Homeland Security is een ambtelijk monster waar 180.000 mensen werken. Niet minder dan 22 verschillende diensten uit bijna evenveel ministeries werden in één klap bij elkaar geveegd. Diensten zoals de kustwacht, de douane, de grenspolitie en de dienst voor agrarische veiligheid -om er maar enkele te noemen- hadden eigen bevoegdheden en tradities en waren niet het gewend in een groot verband samen te werken.
„President Bush wilde na de septemberaanslagen aanvankelijk niets weten van één ministerie van Binnenlandse Veiligheid toen dat werd voorgesteld door de oppositie. Pas toen het politiek opportuun was, omarmde hij het idee en creëerde Washington dit nieuwe monsterministerie”, aldus analist Mark Schuster van het researchinstituut Rand Corporation. Oud-gouverneur Tom Ridge van Pennsylvania kreeg de opdracht de lappendeken van verschillende diensten aaneen te smeden tot een effectief geheel.
Tom Ridge was de man die het Amerikaanse gekleurde waarschuwingssysteem introduceerde. Ridge besloot verschillende malen ook ”verhoogde waakzaamheid” af te kondigen, zonder dat er daarna iets gebeurde. President Bush verzocht Ridge na de laatste verkiezingen te vertrekken. In zijn plaats werd Michael Chertoff benoemd, de voormalige chef van de afdeling crimineel onderzoek van het ministerie van Justitie. Chertoff begon bij zijn aantreden in februari zijn ministerie grondig door te lichten en kondigde begin deze maand ingrijpende hervormingen aan.
Er komt een aparte inlichtingenafdeling die nauw samenwerkt met de bestaande inlichtingendiensten. Enkele cruciale afdelingen rapporteren direct aan Chertoff en de andere afdelingen rapporteren aan zijn waarnemers. Er komt ook een aparte afdeling die lokale en regionale autoriteiten moet helpen de gevolgen van terreuraanslagen op te vangen. Chertoff denkt hierbij in de eerste plaats aan biologische, chemische of nucleaire aanslagen.

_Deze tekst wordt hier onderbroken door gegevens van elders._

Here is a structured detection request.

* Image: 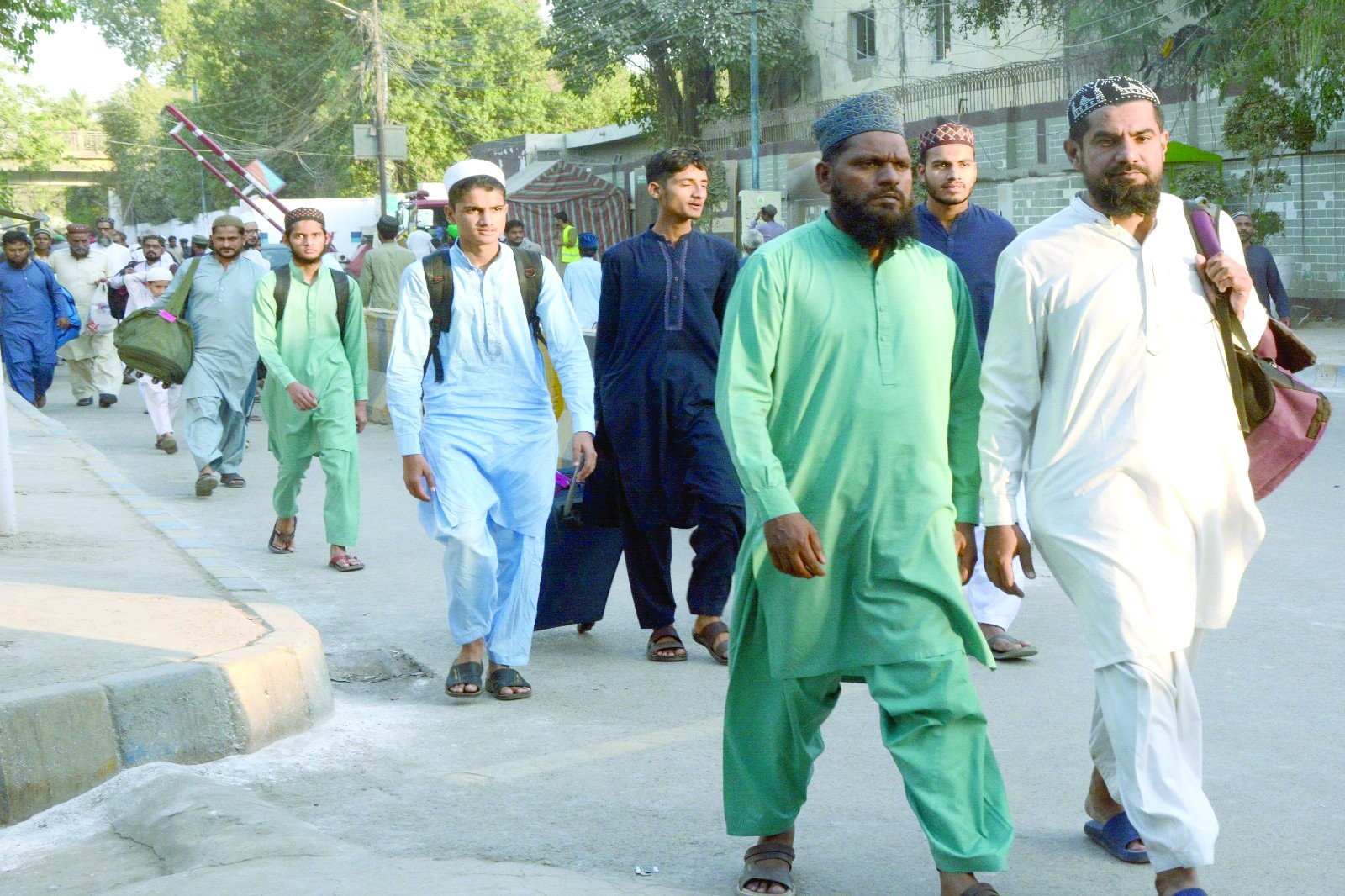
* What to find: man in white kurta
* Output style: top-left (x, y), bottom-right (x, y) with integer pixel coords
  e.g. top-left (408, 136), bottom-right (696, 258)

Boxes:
top-left (109, 235), bottom-right (182, 455)
top-left (388, 160), bottom-right (596, 699)
top-left (49, 224), bottom-right (121, 408)
top-left (980, 78), bottom-right (1266, 896)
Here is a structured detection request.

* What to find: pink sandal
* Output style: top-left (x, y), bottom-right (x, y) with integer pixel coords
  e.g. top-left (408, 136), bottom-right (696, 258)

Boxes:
top-left (327, 554), bottom-right (365, 572)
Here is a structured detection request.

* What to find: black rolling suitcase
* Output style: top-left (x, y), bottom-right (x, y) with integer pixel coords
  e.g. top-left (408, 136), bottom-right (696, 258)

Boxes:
top-left (533, 471), bottom-right (621, 631)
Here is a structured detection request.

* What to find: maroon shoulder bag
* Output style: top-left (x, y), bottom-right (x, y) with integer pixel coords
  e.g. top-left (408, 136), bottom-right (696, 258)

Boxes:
top-left (1185, 202), bottom-right (1332, 500)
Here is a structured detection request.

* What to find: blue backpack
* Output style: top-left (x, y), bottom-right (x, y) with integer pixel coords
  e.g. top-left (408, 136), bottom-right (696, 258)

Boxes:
top-left (51, 282), bottom-right (83, 349)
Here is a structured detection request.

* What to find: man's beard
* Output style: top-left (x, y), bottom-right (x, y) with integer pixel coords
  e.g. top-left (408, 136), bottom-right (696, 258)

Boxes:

„Ik denk dat ons ministerie zich vooral moet concentreren op het voorkomen van grote aanslagen die duizenden slachtoffers kunnen eisen en niet op aanslagen op de ondergrondse of andere transportsystemen waarbij slechts tientallen slachtoffers te verwachten zijn”, aldus Chertoff bij de introductie van zijn hervormingen. Deze opmerking werd hem niet in dank afgenomen. Tellen alleen de grote getallen of geldt ieder leven voor de nieuwe minister? Chertoff gaf achteraf toe „geen politicus” te zijn; met andere woorden, hij heeft nog onvoldoende ervaring in het pijnloos verkopen van harde waarheden.
Chertoff is niet van plan om net als zijn voorganger Ridge te pas en te onpas de publiciteit te zoeken. „Ik wil geen publiciteit omwille van de publiciteit”, aldus Chertoff. De kritiek liet niet lang op zich wachten. „Amerika’s belangrijkste veiligheidschef moet bij het publiek bekend zijn”, aldus afgevaardigde Bennie Thompson.
Diens collega Jane Harman vraagt om geduld. „Het is positief dat iemand zonder partijbindingen en met een scherp analytisch verstand dit belangrijke ministerie doorlicht. Het was een wangedrocht, gecreëerd uit politiek opportunisme. Wij hebben een no-nonsenseman als Chertoff nodig om dit gedrocht om te smeden tot een effectief apparaat”, aldus Harman.